Yet the play is faithful to the text. The characters switch from reported speech about themselves—the third person omniscient narrator of the short story to the first person and back—and some of the incidents about Sophiatown, such as what happened when a black friend of Philomen’s attempted to enter white churches, are taken from Themba’s reportage, collected in the posthumous The Will to Die (1972). And so as the evening progresses—the play is only one hour and fifteen minutes long—the music becomes a unifying element, an aspect of characterization, a further means of story-telling.

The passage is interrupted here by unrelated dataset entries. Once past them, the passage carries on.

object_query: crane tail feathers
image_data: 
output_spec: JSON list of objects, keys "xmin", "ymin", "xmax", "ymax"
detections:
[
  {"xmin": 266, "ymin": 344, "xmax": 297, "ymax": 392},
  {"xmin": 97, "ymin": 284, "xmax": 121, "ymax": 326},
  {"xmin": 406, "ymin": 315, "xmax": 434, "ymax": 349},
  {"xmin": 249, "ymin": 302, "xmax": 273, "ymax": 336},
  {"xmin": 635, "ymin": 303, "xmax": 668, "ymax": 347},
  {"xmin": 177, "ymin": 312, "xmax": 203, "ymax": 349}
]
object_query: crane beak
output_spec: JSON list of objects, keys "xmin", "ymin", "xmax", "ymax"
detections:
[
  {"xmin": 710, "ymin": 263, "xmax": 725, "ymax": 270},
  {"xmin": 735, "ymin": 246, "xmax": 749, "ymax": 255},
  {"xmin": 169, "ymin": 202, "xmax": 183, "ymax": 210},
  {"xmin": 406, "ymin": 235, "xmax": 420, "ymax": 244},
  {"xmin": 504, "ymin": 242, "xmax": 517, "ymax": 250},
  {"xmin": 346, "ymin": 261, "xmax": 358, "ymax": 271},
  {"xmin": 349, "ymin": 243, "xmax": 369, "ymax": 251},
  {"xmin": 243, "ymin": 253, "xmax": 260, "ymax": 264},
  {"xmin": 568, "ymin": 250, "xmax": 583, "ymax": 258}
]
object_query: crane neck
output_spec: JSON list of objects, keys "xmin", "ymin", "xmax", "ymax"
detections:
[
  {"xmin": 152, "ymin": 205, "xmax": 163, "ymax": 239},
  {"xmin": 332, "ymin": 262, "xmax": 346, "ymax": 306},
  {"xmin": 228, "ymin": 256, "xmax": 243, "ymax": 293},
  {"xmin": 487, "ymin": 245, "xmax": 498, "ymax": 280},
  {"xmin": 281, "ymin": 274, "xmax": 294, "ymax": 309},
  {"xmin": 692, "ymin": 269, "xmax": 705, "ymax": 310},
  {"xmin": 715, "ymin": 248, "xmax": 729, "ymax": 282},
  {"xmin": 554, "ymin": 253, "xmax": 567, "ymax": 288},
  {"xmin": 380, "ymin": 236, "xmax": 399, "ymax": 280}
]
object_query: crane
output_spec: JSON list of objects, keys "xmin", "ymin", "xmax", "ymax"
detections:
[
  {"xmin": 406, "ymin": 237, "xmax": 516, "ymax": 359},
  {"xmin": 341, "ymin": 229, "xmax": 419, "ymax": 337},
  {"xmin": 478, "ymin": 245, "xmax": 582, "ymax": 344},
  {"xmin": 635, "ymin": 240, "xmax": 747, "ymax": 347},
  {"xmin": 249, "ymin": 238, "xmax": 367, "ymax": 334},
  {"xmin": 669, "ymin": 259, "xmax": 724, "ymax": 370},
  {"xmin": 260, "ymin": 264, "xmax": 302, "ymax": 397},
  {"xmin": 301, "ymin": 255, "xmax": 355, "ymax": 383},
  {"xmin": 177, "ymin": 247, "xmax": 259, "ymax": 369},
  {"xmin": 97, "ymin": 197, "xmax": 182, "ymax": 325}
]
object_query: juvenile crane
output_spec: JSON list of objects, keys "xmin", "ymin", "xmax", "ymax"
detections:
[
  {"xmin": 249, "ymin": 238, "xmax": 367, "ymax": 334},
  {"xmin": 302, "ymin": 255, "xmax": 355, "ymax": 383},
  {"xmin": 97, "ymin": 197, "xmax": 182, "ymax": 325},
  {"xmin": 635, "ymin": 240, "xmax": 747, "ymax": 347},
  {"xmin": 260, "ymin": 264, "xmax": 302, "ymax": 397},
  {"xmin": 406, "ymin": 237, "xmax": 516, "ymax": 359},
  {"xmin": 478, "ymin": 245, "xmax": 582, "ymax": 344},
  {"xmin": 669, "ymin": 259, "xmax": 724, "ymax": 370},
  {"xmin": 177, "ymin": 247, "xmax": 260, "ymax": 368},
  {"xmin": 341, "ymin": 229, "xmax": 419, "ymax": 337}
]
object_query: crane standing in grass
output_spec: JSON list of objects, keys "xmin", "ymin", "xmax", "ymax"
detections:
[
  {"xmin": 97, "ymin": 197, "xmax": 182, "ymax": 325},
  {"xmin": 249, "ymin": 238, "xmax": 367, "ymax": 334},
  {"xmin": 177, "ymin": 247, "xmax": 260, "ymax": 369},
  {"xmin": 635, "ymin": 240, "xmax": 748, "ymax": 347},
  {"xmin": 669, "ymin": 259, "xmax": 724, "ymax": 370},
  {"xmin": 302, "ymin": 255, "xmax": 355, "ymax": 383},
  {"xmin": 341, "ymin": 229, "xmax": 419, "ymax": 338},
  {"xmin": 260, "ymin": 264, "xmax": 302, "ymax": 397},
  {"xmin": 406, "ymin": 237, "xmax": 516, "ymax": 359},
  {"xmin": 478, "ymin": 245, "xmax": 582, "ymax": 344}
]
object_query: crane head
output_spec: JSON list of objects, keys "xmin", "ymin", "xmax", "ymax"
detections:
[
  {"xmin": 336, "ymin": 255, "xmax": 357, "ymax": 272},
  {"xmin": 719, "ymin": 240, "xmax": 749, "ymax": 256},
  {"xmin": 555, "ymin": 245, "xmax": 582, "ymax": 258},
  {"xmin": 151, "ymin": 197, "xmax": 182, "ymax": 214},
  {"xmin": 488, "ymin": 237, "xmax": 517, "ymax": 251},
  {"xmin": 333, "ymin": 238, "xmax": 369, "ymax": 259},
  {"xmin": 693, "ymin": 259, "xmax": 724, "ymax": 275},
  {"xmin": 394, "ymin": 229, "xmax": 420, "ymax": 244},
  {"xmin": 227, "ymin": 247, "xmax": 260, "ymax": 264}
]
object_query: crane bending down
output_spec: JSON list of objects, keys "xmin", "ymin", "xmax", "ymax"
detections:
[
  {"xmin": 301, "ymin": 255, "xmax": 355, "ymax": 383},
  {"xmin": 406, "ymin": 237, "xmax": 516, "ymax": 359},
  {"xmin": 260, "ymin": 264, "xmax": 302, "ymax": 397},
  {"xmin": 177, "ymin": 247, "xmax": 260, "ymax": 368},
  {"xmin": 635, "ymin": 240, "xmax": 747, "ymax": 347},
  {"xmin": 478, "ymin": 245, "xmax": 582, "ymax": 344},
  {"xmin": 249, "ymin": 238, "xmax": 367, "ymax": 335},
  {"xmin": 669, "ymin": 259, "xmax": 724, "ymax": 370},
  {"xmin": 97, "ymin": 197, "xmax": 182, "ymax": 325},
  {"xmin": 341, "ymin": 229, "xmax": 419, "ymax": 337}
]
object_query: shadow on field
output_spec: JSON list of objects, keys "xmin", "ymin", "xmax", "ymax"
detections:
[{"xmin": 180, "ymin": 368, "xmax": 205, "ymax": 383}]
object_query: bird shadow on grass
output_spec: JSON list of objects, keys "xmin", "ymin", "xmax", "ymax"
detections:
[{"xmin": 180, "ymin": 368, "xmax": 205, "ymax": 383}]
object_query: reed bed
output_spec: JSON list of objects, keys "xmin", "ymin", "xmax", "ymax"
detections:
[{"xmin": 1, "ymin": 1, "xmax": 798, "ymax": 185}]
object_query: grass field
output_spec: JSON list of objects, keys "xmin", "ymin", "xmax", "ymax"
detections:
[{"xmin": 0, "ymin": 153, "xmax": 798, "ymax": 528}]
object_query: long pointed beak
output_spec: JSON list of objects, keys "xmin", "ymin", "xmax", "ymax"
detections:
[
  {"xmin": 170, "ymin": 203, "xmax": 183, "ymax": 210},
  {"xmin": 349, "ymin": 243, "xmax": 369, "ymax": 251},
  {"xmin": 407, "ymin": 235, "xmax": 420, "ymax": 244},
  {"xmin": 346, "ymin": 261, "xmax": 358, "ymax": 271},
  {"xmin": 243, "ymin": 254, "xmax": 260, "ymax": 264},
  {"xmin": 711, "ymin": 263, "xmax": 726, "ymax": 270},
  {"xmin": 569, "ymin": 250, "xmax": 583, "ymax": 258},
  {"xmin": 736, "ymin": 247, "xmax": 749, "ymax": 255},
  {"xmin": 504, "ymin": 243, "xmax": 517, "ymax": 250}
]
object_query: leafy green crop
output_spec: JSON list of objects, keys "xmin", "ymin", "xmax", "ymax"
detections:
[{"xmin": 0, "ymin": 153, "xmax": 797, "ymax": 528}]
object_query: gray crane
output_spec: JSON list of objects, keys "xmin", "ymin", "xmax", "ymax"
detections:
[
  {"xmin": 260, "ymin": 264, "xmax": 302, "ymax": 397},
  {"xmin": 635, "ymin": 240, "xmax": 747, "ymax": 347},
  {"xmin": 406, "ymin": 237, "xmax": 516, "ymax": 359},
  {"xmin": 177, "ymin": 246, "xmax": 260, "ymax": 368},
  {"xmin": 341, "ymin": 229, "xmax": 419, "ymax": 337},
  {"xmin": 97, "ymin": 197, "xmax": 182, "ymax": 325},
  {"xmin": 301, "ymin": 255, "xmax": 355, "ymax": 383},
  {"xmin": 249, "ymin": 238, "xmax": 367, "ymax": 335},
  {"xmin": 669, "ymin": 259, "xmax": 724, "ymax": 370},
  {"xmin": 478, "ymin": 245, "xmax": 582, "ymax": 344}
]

Brook worked with his long-time collaborator, Marie-Helene Estienne, and also with the composer Franck Krawczyk, and said in onstage remarks after a performance of The Suit that their intention had been to draw on music from different periods and places. You hear music by Miriam Makeba, and Bach, and Billie Holiday. Jared McNeill, who plays Philomen’s trusted friend, Maphikela, gives a moving rendition of “Strange Fruit,” and it is so unexpected, to find it there, and sung by a male voice at that. Everything that happens in the evening is a surprise and the great surprise is the overall restraint—in the treatment of the material, in the performances themselves, in the language of a theater where the actors can each hold a single expression for a long time. Then, too, the rhythms of the piece are swift and sure, extending the sense of its musicality.
William Nadylam, who portrays Philomen—he was in Brook’s amazing, compressed The Magic Flute—is especially graceful. He can pose with ease on a clothes rack, making it the bus crammed with washerwomen that he takes home to discover the truth. “From those bundles crept miasmata of sweaty intimacies that sent nauseous waves up and down from his viscera.” The Suit is direct, but Brook’s production turns it into something more suggestive. The restraint makes the tale convincing. The passion warming the surface is expressed in song, and the effect is to make a sad story also an enchanting one.
Peter Brook’s production of The Suit is playing at the Brooklyn Academy of Music through February 2.